M. Ponto fut interrompu dans ses théories par une violente rumeur sur le boulevard.

« Descendons, sabrebleu ! s’écria la commandante en bouclant son ceinturon. Ayez les yeux fixés sur moi, mademoiselle, et ne m’oubliez pas dans votre article ! »

Un escadron de cuirassiers refoulait la foule sur la chaussée. Les casques et les cuirasses étincelaient, les sabres brillaient, c’était superbe. M. et Mme Ponto ne purent s’empêcher d’applaudir.

« Vivent les cuirassiers ! s’écrièrent cent mille voix sur le boulevard, à bas le gouvernement, mais vive l’armée !

— Escadron ! cria le commandant, en avant, chargez ! »

La foule se rabattit sur les bas côtés et l’escadron continua sa charge dans la direction de la Madeleine.

« Cela ne se gâtera qu’à deux heures ! » dit M. Ponto.

À deux heures, une nouvelle charge de cuirassiers fut reçue par la foule avec quelques pierres et un immense cri de : À bas le gouvernement !
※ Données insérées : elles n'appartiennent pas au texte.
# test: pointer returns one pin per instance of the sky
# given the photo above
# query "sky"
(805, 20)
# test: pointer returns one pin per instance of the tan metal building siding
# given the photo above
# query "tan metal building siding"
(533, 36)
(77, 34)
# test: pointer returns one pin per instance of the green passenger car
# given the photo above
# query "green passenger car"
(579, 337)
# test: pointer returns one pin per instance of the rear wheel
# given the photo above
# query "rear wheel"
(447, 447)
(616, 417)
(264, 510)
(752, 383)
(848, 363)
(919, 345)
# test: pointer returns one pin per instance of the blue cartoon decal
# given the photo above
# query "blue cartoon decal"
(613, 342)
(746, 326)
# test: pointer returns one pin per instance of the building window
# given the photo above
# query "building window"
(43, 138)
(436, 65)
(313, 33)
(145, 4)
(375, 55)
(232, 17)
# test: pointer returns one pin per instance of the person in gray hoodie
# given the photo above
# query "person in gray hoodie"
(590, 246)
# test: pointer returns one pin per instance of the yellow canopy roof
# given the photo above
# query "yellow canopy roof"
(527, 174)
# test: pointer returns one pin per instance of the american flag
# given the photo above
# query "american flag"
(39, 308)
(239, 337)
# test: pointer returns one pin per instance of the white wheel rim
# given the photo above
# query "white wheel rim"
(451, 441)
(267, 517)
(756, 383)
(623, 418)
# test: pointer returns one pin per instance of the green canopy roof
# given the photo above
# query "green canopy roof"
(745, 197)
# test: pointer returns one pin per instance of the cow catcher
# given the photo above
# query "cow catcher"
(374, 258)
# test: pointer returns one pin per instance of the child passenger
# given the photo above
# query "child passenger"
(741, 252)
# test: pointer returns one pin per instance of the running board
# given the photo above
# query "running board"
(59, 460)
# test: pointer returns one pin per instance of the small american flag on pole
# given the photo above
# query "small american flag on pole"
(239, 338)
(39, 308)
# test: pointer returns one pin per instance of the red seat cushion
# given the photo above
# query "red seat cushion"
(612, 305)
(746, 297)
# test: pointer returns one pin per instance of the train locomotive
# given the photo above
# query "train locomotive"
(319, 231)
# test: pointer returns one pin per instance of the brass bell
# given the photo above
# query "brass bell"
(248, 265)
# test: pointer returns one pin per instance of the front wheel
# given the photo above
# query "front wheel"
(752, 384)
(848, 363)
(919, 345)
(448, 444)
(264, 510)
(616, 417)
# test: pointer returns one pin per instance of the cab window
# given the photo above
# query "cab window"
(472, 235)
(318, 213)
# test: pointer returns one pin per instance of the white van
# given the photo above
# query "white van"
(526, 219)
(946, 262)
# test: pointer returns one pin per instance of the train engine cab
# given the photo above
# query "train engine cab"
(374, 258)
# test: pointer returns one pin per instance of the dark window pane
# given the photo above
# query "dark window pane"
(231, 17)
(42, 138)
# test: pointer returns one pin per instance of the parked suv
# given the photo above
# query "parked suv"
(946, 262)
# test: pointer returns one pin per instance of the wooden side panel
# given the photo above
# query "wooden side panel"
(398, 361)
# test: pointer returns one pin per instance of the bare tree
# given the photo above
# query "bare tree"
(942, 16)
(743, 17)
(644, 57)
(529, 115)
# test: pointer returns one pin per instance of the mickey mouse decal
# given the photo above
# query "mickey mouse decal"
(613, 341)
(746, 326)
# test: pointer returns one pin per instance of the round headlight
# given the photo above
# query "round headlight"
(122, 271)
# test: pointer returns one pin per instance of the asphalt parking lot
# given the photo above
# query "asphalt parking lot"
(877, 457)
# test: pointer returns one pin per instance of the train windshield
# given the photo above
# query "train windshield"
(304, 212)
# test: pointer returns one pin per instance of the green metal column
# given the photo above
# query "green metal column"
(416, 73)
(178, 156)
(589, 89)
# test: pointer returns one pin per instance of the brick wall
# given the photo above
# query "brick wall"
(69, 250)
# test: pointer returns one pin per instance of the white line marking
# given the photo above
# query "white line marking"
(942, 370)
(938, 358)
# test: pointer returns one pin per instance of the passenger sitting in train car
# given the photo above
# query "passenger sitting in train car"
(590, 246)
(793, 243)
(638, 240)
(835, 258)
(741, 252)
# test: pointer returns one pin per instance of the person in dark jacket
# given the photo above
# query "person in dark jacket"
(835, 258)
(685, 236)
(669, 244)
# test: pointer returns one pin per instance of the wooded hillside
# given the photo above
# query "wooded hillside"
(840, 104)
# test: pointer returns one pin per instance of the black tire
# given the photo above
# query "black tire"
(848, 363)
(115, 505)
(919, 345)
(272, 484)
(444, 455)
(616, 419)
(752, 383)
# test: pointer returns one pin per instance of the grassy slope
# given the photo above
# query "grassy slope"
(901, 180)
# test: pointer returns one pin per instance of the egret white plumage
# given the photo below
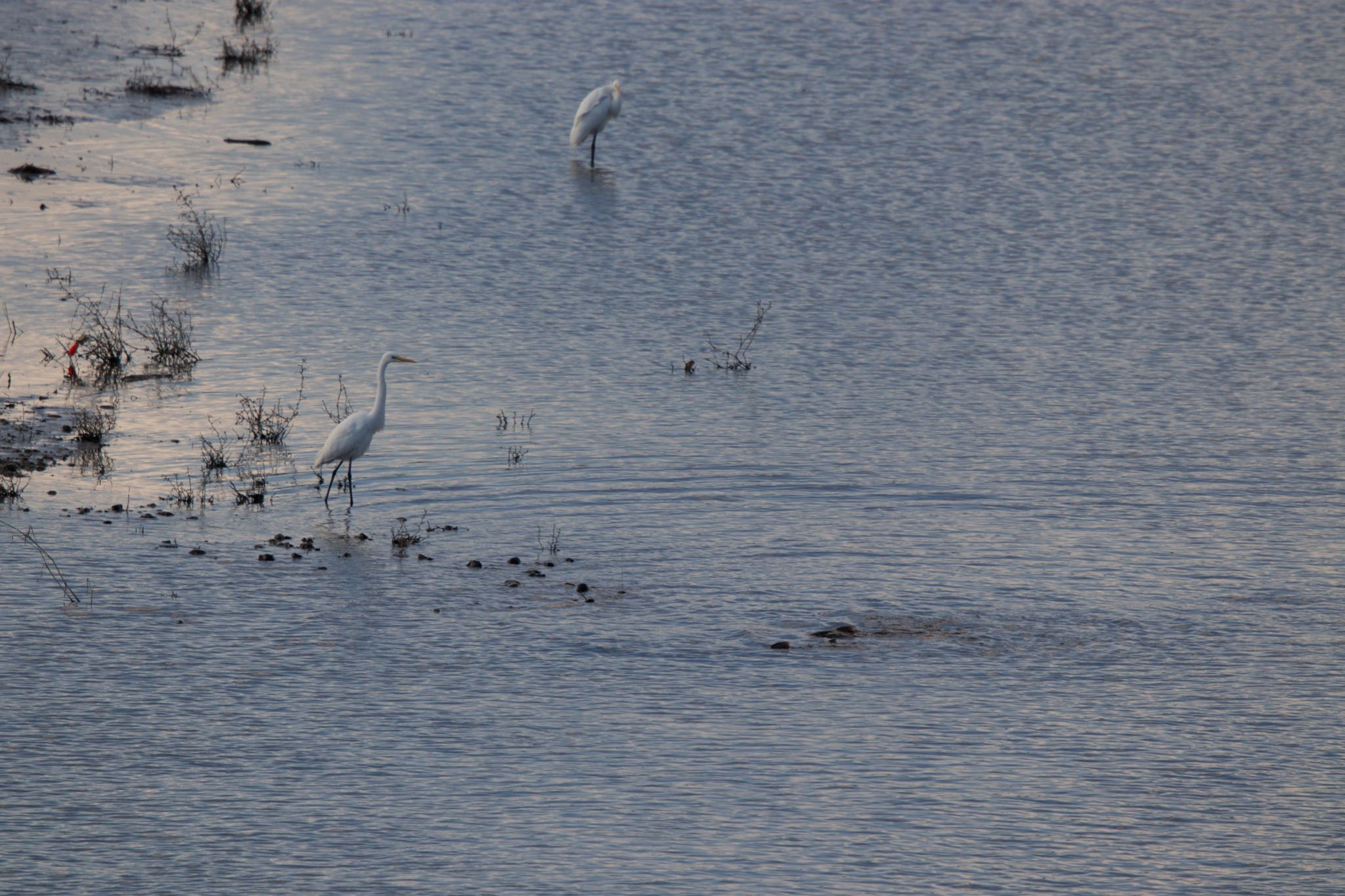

Un flot d’insurgés armés de fusils se porta au milieu de la chaussée, les volontaires de Marseille croisèrent la baïonnette. Derrière eux, la foule abattit les échafaudages d’une maison en construction et se mit en devoir de soulever les pavés. Les applaudissements éclatèrent à toutes les fenêtres du boulevard — À bas le gouvernement ! À bas les ministères masculins ! À bas tout ! En un clin d’œil des barricades s’élevèrent en avant et en arrière des cuirassiers ; l’escadron essaya de franchir la barricade devant le café, quelques cavaliers roulèrent sur les pavés, les autres ne purent ni avancer ni reculer.

Une officière des volontaires de Marseille saisit par la bride le cheval du chef des cuirassiers.

« Commandant, s’écria-t-elle, vous avez fait votre devoir ; pas de carnage inutile. »

La vieille moustache se dressa sur ses étriers pour chercher un passage partout des pavés, partout des barricades, l’escadron était cerné.

« Allons, dit le commandant, autant me rendre à vous, charmante ennemie, qu’à un épicier insurgé… voici mon sabre !
RÉVOLUTION DE 1953
LE BATAILLON DE LA SUPRÉMATIE FÉMININE ARRIVANT AUX BARRICADES

— Gardez-le, commandant, criez seulement : À bas le gouvernement !

— À bas le gouvernement ! ! ! cria le cuirassier d’une voix de stentor.

Immédiatement l’officier fut enlevé de cheval et porté en triomphe sur les bras d’une foule en délire jusque dans le café où les volontaires de Marseille se disputèrent l’honneur de l’embrasser.

LE BATAILLON DES Droits de l’homme ET LE BATAILLON DES Droits de la femme AUX BARRICADES.
LE BATAILLON DES Droits de l’homme ET LE BATAILLON DES Droits de la femme AUX BARRICADES.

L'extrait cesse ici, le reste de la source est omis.